It is able to resist a pull-off force of 400 times greater than its own weight. It also detects changes in objects and adjust its direction to accommodate them.

Autonomous Underwater Vehicles

Autonomous underwater vehicles (AUV) are robots that can be programmed to operate dependent on the design they can drift or move through the ocean without human-controlled control in real-time. They come with sensors that monitor water parameters, search and map ocean geological features and habitats and more.

They are controlled by a surface vessel with Wi-Fi or acoustic connections for sending data back to the operator. They are used to collect any type of temporal or spatial data and can be used in large groups to cover more ground faster than is possible using one vehicle.

AUVs can utilize GPS and the Global Navigation Satellite System to determine their position around the globe, and the distance they've traveled from their starting position. This information, in conjunction with sensors in the environment that transmit data to the computer systems onboard, allows AUVs to follow their planned trajectory without losing sight of the goal.

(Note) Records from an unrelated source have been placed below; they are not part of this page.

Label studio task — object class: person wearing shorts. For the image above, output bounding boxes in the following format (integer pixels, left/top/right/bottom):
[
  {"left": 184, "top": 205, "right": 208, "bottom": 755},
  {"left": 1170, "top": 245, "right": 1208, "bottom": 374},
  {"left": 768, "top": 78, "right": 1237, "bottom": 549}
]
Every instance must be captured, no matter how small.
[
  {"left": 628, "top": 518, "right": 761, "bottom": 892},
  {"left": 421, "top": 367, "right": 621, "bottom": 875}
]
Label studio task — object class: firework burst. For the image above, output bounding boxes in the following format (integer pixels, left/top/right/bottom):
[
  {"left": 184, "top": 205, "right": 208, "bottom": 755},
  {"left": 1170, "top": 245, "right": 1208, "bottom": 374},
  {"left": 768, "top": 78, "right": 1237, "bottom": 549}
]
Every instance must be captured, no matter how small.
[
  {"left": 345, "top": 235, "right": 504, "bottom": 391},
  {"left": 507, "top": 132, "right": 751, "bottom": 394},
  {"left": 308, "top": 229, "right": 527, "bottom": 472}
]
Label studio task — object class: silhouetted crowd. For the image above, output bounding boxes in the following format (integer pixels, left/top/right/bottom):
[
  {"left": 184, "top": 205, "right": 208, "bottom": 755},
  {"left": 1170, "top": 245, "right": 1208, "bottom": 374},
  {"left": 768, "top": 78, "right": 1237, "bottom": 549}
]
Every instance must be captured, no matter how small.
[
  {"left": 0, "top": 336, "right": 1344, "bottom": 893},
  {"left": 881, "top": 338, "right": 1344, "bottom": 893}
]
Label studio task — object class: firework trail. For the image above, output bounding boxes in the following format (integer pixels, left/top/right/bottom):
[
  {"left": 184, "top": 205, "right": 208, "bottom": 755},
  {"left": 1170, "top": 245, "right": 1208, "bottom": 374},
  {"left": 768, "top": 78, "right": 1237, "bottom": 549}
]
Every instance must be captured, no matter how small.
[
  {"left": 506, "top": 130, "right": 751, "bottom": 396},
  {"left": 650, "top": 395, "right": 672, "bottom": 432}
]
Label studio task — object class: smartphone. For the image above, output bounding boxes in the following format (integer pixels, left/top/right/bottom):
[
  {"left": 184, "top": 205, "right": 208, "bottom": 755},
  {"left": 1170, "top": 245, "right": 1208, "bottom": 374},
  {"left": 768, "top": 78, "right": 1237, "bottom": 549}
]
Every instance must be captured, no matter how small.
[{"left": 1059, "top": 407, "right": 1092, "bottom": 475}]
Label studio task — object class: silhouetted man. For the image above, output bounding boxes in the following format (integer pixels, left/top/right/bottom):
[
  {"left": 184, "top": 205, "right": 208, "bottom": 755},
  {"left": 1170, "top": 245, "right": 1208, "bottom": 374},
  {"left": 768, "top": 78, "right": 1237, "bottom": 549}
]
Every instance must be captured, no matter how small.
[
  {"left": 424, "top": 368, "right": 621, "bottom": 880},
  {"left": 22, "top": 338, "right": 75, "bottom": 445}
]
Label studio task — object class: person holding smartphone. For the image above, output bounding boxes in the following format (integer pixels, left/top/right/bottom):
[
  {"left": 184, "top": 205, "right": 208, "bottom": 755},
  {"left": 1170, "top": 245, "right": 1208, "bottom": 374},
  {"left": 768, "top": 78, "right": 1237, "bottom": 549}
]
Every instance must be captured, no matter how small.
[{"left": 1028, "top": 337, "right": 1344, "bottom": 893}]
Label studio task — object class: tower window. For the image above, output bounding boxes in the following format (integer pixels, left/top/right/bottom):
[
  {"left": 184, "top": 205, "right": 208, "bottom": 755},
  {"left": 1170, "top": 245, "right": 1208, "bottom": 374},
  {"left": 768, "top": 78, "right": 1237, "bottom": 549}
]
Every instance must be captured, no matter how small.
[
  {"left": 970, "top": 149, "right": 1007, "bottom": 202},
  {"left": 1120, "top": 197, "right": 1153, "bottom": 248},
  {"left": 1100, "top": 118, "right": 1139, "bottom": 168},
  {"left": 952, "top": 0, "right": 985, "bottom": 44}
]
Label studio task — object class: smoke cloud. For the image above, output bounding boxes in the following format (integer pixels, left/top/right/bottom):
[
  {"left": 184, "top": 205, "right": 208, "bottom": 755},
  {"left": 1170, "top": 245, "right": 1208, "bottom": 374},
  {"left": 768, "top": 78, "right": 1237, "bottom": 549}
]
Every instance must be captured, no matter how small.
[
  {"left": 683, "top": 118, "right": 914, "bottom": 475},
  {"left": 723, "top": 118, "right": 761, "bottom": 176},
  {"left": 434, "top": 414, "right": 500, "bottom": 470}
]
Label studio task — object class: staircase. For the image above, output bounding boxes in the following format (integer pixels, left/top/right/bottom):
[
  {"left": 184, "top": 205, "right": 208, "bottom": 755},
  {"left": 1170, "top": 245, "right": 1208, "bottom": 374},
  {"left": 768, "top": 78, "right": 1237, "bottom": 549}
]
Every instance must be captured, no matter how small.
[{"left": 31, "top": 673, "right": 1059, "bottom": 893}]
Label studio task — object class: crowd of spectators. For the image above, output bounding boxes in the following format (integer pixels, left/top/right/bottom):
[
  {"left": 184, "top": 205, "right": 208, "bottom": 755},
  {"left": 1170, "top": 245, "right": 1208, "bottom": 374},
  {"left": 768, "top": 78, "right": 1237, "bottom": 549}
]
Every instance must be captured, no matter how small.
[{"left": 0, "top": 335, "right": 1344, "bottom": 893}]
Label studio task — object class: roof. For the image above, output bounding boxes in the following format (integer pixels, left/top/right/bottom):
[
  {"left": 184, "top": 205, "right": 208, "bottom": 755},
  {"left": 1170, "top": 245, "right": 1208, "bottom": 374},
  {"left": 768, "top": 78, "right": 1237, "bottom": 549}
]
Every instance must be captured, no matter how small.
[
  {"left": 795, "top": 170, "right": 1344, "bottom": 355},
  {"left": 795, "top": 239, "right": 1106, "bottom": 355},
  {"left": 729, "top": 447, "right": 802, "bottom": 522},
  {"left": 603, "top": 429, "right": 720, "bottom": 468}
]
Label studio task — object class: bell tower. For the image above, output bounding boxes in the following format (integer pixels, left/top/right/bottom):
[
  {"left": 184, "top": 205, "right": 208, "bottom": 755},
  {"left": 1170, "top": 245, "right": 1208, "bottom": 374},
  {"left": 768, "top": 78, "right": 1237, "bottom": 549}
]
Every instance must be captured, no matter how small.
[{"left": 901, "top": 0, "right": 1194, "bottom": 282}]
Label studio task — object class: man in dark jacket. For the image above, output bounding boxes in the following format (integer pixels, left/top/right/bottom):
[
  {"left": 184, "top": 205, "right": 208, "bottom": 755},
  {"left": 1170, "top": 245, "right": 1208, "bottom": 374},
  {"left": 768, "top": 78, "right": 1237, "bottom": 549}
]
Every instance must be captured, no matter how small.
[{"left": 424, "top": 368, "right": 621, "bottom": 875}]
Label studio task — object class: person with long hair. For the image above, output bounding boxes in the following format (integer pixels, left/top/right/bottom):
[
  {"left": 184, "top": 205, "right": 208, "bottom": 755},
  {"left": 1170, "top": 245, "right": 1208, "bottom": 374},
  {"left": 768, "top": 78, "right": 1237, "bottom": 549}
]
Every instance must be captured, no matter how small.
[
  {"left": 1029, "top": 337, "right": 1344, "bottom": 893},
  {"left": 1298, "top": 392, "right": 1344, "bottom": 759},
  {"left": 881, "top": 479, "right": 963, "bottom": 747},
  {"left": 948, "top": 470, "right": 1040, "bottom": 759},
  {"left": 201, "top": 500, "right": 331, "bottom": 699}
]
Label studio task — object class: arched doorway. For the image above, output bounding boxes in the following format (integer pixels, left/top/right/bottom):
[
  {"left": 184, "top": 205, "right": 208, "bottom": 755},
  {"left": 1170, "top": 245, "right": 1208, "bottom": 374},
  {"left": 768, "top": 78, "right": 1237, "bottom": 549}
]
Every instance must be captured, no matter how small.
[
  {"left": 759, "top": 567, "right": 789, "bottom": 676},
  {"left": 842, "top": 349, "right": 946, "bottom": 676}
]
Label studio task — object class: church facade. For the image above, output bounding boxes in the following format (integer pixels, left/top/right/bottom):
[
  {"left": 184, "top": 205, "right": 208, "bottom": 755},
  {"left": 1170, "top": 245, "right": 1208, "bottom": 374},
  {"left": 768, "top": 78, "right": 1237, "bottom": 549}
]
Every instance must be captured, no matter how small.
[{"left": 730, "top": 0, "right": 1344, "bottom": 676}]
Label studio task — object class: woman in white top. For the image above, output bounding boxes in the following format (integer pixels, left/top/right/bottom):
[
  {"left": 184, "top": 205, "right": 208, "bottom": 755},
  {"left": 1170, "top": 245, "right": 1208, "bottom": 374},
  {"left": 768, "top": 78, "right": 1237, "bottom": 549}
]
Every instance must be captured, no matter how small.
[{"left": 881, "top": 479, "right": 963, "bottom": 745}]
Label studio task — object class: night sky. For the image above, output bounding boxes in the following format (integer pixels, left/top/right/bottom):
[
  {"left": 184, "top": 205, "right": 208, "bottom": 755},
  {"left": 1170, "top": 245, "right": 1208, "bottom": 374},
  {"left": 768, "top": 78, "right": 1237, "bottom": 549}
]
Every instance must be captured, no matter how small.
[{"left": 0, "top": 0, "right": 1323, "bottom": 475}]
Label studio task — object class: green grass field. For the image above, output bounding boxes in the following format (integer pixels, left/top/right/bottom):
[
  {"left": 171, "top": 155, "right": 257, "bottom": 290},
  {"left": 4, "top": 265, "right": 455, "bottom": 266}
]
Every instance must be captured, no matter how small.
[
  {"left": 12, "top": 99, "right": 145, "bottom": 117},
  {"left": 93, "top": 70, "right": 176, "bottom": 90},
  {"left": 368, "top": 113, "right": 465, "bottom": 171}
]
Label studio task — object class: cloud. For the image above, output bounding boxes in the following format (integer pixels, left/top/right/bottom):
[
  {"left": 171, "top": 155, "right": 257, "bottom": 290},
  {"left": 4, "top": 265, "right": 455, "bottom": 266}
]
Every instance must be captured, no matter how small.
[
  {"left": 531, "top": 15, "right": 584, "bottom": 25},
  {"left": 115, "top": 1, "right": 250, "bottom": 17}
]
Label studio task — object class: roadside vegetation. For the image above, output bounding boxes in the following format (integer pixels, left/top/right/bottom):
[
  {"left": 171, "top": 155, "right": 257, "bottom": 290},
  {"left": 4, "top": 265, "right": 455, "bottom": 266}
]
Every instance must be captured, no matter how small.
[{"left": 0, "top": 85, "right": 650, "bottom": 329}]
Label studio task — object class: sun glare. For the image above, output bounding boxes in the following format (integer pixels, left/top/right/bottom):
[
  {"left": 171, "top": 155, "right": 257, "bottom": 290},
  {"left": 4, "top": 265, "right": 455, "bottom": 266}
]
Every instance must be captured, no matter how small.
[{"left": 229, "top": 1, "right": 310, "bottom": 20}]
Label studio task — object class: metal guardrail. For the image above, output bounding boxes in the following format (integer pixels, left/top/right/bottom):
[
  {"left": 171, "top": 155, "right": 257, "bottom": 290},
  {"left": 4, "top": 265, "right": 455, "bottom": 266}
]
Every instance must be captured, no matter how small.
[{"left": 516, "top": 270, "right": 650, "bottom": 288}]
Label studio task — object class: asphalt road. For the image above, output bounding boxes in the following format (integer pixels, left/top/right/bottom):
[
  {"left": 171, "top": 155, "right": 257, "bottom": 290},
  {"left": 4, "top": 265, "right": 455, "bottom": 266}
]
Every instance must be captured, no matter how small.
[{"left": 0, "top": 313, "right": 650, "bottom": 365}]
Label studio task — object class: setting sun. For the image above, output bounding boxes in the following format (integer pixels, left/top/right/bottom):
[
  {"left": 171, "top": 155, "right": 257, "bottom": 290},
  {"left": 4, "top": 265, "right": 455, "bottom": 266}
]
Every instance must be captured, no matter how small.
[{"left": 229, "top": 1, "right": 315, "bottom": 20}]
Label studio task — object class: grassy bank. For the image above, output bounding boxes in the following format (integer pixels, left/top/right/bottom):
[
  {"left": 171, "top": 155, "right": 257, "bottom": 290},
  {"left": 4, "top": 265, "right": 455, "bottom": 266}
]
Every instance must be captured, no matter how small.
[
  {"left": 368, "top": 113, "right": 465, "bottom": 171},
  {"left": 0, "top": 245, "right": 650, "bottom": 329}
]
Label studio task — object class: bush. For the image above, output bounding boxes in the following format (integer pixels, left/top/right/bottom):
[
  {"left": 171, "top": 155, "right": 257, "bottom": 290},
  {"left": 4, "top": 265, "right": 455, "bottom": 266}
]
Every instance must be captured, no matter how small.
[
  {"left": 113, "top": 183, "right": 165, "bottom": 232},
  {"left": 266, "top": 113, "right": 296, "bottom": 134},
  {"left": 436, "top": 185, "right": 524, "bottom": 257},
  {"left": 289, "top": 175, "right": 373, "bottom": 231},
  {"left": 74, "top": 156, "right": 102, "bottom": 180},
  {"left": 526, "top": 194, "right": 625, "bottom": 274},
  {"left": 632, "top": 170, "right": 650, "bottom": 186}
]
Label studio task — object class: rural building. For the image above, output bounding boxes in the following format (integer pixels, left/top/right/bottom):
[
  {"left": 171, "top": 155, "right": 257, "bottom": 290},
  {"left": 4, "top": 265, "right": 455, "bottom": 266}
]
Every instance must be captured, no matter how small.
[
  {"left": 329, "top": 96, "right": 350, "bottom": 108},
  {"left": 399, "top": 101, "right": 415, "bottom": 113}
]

When a research mission is complete after which the AUV will float to the surface, and be returned to the research vessel it was launched from. In contrast, a resident AUV could remain in the water and conduct regular, pre-programmed checks for months at a time. In either scenario, the AUV will periodically surface to communicate its location via a GPS signal or acoustic beacon, which is transmitted to the surface ship.

Some AUVs communicate with their operator continuously through satellite links on the research vessel. This allows scientists to continue to conduct experiments from their ship while the AUV is collecting data under water. Other AUVs could communicate with their operators only at certain times, such as when they need to refuel or check the status of their sensor systems.

In addition to providing oceanographic data, AUVs can also be used to find underwater resources such as natural gas and minerals according to Free Think. They can also be used to respond to environmental catastrophes, such as oil spills or tsunamis. They can be used to monitor subsurface volcano activity as well as the conditions of marine life, including whale populations or coral reefs.

Curious Robots

Contrary to traditional underwater robots which are preprogrammed to look for only one feature of the ocean floor The curious robots are built to explore the surroundings and adapt to changing conditions. This is important, because the underwater environment can be unpredictable. If the water suddenly heats up it could alter the behavior of marine animals or even cause an oil spill. The robots are designed to quickly and effectively shark detect pro self-empty robot vacuum changes in the environment.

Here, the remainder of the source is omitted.